Cpl. Josh Hammer, sporting a sandy blonde, Bradley Cooper-esque beard, said that his sons don’t seem to notice the extra facial fuzz, but his wife Angie, a West Shore salon owner, sure does. City residents do, too, since they’re accustomed to their officers being clean-shaven.
Hammer said the beards have boosted morale and provoked a healthy dose of light-hearted male ribbing and bonding on the force. But they also have raised awareness of a more sobering message.
“Going into so many houses, we see it all,” he said. “We see people who are really struggling.”
Hammer and Lynch reflected somberly on several recent tragic events, such as the young teen killed in a car crash at 25th and Brookwood streets on the Swatara Township-Harrisburg city line. Lynch helped plan a funeral, connected the family with grief counselors, communicated with another mom staying 24-7 in the hospital with her critically wounded son, crafted public statements on their behalf, and helped keep food on the table when the families could not work due to the incident.
Over the years, police officers have also assembled and delivered baskets of fresh food at Thanksgiving. They have helped job-seekers tie their neckties before job interviews, bought food anonymously for needy families, hosted National Night Out events and stopped at child care centers to let the little ones push the buttons inside the police cars to activate the lights and sirens.
“Our goal is to protect and serve,” Lynch said. “This is just one more opportunity to serve.”
The beard-growing venture is more than a fundraiser for the church-based charity located in the shadow of the expansive marble-floored and mahogany-walled Capitol. It’s a spirited competition among colleagues. The winner of “Best Beard” wins a plaque, a trimmer, and, of course, bragging rights.
Contestants must take a photograph of their beard only—no dazzling white smiles or distinctive facial features to skew the results. Last year’s winner, Officer Bath, is participating again, so he is clearly the beard to beat.
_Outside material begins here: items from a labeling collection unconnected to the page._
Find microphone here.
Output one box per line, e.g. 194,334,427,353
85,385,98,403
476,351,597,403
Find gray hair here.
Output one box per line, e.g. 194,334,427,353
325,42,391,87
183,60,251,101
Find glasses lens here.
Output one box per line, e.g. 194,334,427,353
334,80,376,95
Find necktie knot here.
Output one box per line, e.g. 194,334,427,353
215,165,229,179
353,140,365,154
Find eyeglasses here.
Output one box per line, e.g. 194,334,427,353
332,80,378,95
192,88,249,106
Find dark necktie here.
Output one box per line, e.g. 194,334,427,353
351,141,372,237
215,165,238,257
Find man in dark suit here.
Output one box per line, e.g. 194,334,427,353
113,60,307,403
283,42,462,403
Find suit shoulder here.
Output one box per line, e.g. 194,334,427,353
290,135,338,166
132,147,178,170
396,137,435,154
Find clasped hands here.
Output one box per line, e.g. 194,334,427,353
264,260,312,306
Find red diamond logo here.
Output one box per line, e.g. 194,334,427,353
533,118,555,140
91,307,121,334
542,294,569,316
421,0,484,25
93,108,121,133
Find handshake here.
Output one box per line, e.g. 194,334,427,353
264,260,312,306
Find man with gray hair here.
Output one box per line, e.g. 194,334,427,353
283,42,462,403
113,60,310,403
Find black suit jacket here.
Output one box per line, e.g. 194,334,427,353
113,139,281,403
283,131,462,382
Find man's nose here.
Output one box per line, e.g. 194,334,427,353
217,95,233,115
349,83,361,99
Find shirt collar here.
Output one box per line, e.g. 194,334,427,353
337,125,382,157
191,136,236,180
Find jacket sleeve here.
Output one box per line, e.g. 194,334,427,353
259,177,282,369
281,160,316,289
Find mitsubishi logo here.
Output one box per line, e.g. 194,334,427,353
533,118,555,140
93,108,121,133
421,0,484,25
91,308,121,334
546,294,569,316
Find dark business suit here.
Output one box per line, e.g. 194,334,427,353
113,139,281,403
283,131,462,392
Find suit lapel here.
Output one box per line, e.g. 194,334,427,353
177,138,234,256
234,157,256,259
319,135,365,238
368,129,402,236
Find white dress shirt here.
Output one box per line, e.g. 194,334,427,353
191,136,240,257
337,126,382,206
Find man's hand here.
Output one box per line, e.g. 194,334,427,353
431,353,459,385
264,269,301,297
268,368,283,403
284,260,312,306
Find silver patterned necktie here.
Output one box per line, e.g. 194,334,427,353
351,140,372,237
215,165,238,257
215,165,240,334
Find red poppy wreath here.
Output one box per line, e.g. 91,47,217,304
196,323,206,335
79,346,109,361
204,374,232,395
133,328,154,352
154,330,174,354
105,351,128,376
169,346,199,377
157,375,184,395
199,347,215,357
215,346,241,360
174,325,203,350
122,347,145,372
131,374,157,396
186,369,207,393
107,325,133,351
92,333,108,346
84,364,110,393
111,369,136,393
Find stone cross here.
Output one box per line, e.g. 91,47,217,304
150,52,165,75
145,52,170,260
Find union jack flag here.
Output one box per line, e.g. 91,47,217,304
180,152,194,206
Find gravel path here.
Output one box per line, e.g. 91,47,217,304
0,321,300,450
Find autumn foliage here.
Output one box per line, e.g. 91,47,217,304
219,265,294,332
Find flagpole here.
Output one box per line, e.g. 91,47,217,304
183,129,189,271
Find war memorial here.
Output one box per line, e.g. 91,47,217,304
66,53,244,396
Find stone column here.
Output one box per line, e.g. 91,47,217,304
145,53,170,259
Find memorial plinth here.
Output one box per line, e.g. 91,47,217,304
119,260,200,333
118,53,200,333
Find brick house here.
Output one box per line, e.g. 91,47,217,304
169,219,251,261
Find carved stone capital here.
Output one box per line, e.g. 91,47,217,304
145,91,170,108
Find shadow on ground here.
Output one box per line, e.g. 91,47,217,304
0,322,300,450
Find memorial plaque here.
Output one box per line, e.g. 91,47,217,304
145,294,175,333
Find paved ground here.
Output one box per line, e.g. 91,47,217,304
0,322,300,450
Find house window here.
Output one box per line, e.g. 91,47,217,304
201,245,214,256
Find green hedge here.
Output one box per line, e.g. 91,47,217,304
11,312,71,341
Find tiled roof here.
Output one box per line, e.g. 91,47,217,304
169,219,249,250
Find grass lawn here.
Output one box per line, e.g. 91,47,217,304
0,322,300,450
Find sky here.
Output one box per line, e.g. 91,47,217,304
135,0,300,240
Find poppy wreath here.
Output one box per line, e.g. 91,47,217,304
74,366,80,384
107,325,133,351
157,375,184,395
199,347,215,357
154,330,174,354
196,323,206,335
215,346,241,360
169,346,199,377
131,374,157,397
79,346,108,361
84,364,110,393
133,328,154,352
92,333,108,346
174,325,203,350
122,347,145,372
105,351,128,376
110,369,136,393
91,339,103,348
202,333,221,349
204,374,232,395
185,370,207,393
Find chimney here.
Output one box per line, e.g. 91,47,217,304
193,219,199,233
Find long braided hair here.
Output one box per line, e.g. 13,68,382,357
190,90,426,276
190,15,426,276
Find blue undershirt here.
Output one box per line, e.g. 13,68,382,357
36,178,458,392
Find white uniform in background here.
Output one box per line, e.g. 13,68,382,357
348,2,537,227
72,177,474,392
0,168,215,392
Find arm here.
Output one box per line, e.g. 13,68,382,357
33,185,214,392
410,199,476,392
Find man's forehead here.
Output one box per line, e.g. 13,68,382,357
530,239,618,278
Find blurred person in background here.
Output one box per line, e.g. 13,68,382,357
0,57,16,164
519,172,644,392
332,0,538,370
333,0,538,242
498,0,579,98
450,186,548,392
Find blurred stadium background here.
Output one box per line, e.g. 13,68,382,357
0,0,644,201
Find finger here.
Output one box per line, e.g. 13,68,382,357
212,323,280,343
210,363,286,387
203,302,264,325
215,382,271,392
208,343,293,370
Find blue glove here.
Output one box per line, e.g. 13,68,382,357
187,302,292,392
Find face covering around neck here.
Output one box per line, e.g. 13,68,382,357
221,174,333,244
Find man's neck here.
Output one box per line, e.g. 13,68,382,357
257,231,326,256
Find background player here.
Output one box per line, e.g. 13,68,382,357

With the start of the new year, the beards may be unceremoniously washed down the sink, but the spirit of giving will not. Officers must show up clean-shaven on Jan. 7 or the disciplinary write-ups for facial hair will fly anew.
But until then, the force will continue to channel their inner lumberjack, hipster or Jason Kelce and compare their beards to each other’s as a true measure of machismo.
“This is an opportunity for people to really be part of something bigger than themselves,” Lynch said. “Our officers do that every single day. We are not just collecting a paycheck. We do it because we care.”